Di dalam Pancasila dan Konstitusi UUD 1945 warga negara Indonesia berhak mendapatkan persamaan dalam hukum dan
pemerintahan, pekerjaan dan penghidupan layak, kemerdekaan berserikat dan
berkumpul, kemerdekaan mengeluarkan pikiran dengan lisan dan tulisan,
kemerdekaan memeluk agama dan beribadat menurut agamanya, berhak ikut serta
dalam usaha pembelaan negara, berhak mendapat pengajaran, berhak memajukan
kebudayaan, berhak atas kemakmuran, serta fakir miskin dan anak-anak yang terlantar
dipelihara oleh negara.
Dalam sidang Majelis Umum PBB di New
York pada 20-29 September 2016 yang lalu, Indonesia dituding telah melanggar
HAM. Pernyataan tersebut disampaikan oleh Perdana Menteri Kepulauan Solomon, Manasseh Sovagare, Presiden
Republik Kepulauan Marshall, Hilde Heine, Perdana Menteri Tuvalu, Enele Sosene
Sopoaga, Perdana Menteri Republik Vanuatu, Charlot Salwai Tabimasmas,
Perwakilan Tetap Palau, Caleb Otto dan Presiden Republik Nauru, Baron Divavesi
Waqa.
Presiden Republik Kepulauan Marshall, Hilde Heine mengatakan Pentingnya HAM
bagi negaranya, dirinya meminta Dewan HAM PBB memulai penyelidikan yang
kredibel dan independen terhadap pelanggaran HAM berat yang terjadi di Papua
Barat.

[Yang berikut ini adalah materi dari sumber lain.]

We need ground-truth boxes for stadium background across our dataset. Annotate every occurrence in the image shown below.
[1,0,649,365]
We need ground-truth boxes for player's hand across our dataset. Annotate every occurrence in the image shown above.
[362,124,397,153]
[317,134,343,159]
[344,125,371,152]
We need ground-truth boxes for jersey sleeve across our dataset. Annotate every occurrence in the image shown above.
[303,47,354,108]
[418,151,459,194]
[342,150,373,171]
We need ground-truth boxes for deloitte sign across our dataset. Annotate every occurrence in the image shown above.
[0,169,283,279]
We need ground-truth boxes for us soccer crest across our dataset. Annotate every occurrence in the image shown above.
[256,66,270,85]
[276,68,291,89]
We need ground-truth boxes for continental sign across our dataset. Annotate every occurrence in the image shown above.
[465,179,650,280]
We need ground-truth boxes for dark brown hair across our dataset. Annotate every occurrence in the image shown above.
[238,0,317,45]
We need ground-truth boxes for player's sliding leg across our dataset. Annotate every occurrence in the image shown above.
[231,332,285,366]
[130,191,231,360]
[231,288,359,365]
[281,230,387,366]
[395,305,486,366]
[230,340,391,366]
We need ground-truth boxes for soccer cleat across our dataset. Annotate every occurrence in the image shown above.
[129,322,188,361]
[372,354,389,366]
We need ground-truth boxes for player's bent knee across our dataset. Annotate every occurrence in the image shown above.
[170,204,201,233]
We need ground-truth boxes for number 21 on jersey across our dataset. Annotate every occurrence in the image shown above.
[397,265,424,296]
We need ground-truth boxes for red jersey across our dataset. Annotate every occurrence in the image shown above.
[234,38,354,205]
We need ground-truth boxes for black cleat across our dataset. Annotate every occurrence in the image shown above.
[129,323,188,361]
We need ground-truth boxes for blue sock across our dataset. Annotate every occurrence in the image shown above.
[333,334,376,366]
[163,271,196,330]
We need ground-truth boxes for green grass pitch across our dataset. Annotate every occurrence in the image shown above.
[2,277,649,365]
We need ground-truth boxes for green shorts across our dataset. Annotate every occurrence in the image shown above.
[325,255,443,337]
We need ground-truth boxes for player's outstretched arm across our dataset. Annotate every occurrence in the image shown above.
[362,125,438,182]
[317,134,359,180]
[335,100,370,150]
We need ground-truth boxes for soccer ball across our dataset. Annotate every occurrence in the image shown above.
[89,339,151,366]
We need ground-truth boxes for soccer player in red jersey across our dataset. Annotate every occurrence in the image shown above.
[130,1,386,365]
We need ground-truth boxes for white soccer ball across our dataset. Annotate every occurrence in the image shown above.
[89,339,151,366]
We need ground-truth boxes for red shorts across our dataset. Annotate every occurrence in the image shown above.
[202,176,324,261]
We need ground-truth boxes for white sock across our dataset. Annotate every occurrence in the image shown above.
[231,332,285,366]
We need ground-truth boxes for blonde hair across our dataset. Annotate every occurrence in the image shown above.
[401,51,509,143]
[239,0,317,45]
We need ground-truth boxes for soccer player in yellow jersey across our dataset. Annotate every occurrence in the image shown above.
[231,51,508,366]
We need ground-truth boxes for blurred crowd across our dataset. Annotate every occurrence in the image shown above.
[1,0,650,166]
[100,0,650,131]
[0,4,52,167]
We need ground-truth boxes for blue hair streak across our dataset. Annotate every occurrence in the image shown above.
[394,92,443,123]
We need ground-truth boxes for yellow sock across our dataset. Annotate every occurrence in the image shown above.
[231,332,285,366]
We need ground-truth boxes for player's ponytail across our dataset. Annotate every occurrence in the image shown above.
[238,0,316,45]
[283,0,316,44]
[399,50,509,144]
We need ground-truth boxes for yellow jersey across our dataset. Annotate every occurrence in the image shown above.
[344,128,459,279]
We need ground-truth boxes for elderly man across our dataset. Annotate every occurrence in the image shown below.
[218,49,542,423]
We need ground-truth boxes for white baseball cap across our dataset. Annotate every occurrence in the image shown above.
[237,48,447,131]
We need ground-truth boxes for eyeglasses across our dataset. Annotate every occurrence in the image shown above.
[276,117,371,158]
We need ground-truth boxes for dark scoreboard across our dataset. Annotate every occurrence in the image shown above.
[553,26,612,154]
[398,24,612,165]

Perdana Menteri Kepulauan
Solomon mengatakan prihatin
atas pelanggaran HAM di Papua dan Papua Barat, provinsi di Indonesia sebagai
Ketua Malanesian Spearhead Group
(MSG) termasuk Indonesia sebagai Associate
Member dan United Liberation movement of West Papua.
Kepulauan Solomon
menegaskan akan adanya kebutuhan akan keterlibatan untuk mengatasi pelanggaran
HAM di West Papua konstruktif dengan Indonesia dan berharap bisa bekerja sama
dengan Indonesia.
Kemudian Perdana Menteri Tuvalu mengatakan dengan
tegas PBB yang besar ini tidak dapat dan tidak bisa terus menerus diabaikan
badan ini harus memperhitungkan dan tidak boleh bersembunyi di balik topeng dan
kedaulatan sebagai alat untuk tidak bertindak. PBB harus bertindak terkait isu
ini dan mencari solusi yang bisa dikerjakan untuk memberi otonomi bagi
masyarakat asli West Papua.
PM
Republik Vanuatu berseru menjelaskan dan mengatakan Dekolonisasi masih menjadi
masalah besar yang membutuhkan upaya bersama. Dalam rangka mewujudkan hak
menentukan nasib sendiri. Sebagai suatu klenyataan seperti yang telah
dimandatkan Piagam PBB. Kita harus tunjukan solidaritas dan komitmen kita untuk
menghapuskan kolonialisme dalam segala bentuknya. Referendum yang akan segera
dilaksanakan memberikan hasil yang adil, transparan dan menenangkan. Oleh
karena itu rakyat Kaledonia diharapkan dapat memilih dengan bebas masa depan
dan nasibnya sendiri. Persoalan HAM adalah agenda tertinggi PBB. Untuk mendesak
kata-kata ini menjadi tindakan nyata. Masalah HAM di West Papua masih belum
teratasi. Saya ingin sekali lagi menegaskan di sini seperti para pendahulu
saya, untuk mendesak PBB mengambil tindakan kongkrit untuk persoalan ini.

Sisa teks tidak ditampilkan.